System: The Winter Court of the First Lord of the Saeling Talanal is a hidden palace in a hidden valley high in mountains no living intelligent creature dares go. The fey are mad, but those of the Saeling Talanal are a truly alien form of madness. The court is littered with the perfectly frozen, anguished faces of those who have fallen to the devoted of the Lord. A great garden and menagerie of excruciating pain forever preserved in perfect, icy beauty.
The Arch-Fey, herself, carved her kingdom from the rocks and peaks and is spoken of in hushed tones amongst the Fey themselves. She is Lord of the Court. And she tends her garden with cruelty. Her warlocks, in the world, are some of the most dangerous. The gloves were her own creation, sent to her loyalists to find her new and interesting pieces for her gallery.
Attunement to the gloves requires dying of exposure. One must reach exhaustion level 6 due to extreme cold and the elements, after which (should one survive that) the gloves are attuned and the Lord of the Court takes well notice.
The gloves allow the wearer to initiate a grapple with an eligible creature (they must be grapple-able to begin wtih) whereby the wearer’s hands (on a successful grapple) burst through their armor and skin and grab ahold of the creature from within—holding onto viscera and bones. At the start of the creature’s turn, if grappled in this fashion, they take 1d4 cold damage for each hand used in the grapple (this is independent of any damage from attack actions taken by the wearer on their own turn) and must make a Constitution Save DC equal to both dice results multiplied together or gain 1 exhaustion.

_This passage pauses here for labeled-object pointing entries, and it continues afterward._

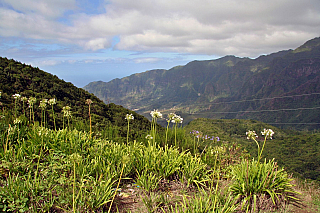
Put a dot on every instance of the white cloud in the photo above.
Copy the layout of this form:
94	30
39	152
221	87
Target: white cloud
47	8
146	60
217	27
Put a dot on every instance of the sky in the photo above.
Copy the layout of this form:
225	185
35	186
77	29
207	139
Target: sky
82	41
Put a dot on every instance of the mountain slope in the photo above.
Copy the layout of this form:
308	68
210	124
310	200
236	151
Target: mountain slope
18	78
218	88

With 1 hand used to grapple, there is no Con save (the second dice is “0”), With 2 the range is from 1 to 16 (1d4 x 1d4). Should the creature die of exhaustion (6), their body vanishes and the Lord of the Court delights in her new trophy. If the wearer is a warlock, they gain their spells back as though with a short rest. If not, the wearer gets 1 inspiration. The Lord, however, is unimpressed by a constant stream of common things and may withold her favor for being sent yet another human commoner or goblin raider.